Example 6: Injectable Formulation
Compound of the invention 200mg
Hydrochloric Acid Solution 0.1M or
Sodium Hydroxide Solution 0.1M q.s. to pH 4.0 to 7.0
Sterile water q.s. to 10 ml
The compound of the invention was dissolved in most of the water (35° 40° C) and the pH adjusted to between 4.0 and 7.0 with the hydrochloric acid or the sodium hydroxide as appropriate. The batch was then made up to volume with water and filtered through a sterile micropore filter into a sterile 10 ml amber glass vial (type 1) and sealed with sterile closures and overseals.
Example 7: Intramuscular Injection Compound of the invention 200 mg Benzyl Alcohol . 0.10 g
Glycofurol 75 1.45 g
Water for injection q.s to 3.00 ml
The compound of the invention was dissolved in the glycofurol. The benzyl alcohol was then added and dissolved, and water added to 3 ml. The mixture was then filtered through a sterile micropore filter and sealed in sterile 3 ml glass vials (type 1).

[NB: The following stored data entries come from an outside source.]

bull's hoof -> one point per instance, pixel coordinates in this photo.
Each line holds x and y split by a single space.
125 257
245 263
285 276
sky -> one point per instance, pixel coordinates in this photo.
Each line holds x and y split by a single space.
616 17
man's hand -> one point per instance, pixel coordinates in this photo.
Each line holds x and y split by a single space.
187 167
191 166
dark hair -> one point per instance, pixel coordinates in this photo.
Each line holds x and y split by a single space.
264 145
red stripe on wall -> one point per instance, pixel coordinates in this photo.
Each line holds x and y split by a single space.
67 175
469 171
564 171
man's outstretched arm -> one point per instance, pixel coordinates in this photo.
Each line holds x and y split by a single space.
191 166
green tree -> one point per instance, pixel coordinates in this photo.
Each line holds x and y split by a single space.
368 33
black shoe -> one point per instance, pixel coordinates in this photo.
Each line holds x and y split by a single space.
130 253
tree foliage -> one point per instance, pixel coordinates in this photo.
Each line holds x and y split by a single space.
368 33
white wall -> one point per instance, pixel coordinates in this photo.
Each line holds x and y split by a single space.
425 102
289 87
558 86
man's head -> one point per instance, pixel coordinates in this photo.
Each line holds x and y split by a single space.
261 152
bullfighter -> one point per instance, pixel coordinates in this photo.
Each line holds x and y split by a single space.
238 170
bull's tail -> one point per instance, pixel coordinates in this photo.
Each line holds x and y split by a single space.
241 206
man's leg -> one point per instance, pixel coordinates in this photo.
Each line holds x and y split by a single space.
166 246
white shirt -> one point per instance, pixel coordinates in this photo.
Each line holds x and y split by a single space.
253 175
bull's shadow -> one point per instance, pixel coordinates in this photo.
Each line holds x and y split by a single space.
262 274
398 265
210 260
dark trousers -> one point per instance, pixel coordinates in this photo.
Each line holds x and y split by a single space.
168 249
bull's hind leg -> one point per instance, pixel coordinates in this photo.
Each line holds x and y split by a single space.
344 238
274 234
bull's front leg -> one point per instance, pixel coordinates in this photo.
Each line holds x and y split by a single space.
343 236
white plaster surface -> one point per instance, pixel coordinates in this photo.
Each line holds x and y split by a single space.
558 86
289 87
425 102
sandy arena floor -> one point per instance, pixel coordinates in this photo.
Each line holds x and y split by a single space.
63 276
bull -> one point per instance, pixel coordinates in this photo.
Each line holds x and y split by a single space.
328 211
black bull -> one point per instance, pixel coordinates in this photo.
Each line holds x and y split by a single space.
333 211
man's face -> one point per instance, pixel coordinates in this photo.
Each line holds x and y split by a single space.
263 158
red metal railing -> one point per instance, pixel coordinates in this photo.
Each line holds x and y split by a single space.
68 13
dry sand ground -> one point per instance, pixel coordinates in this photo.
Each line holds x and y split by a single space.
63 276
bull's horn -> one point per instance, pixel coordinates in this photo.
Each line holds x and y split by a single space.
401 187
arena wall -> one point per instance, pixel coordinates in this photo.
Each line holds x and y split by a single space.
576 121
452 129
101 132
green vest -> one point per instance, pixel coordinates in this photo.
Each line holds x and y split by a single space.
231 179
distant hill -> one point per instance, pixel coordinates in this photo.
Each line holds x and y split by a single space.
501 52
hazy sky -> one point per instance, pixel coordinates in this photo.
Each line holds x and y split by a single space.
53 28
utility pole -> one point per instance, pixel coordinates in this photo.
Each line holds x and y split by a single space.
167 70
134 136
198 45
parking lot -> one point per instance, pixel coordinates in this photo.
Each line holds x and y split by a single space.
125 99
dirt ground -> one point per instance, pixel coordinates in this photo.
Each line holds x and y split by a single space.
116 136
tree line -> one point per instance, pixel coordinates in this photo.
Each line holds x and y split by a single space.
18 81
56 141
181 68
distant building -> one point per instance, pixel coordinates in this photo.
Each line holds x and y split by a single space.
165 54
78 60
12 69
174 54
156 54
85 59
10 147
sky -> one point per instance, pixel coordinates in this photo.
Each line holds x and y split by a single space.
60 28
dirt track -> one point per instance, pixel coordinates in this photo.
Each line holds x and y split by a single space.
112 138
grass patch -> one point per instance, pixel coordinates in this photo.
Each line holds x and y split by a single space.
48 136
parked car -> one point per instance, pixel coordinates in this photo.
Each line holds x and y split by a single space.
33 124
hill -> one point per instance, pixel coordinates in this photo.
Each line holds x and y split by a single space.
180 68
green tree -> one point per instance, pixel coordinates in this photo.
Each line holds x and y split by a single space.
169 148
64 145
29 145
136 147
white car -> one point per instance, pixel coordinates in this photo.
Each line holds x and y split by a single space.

Example 8: Syrup Formulation
Compound of invention 250 mg Sorbitol Solution 1.50 g
Glycerol 2.00 g
Sodium benzoate 0.005 g
Flavour 0.0125 ml
Purified Water q.s. to 5.00 ml
The compound of the invention was dissolved in a mixture of the glycerol and most of the purified water. An aqueous solution of the sodium benzoate was then added to the solution, followed by addition of the sorbital solution and finally the flavour. The volume was made up with purified water and mixed well.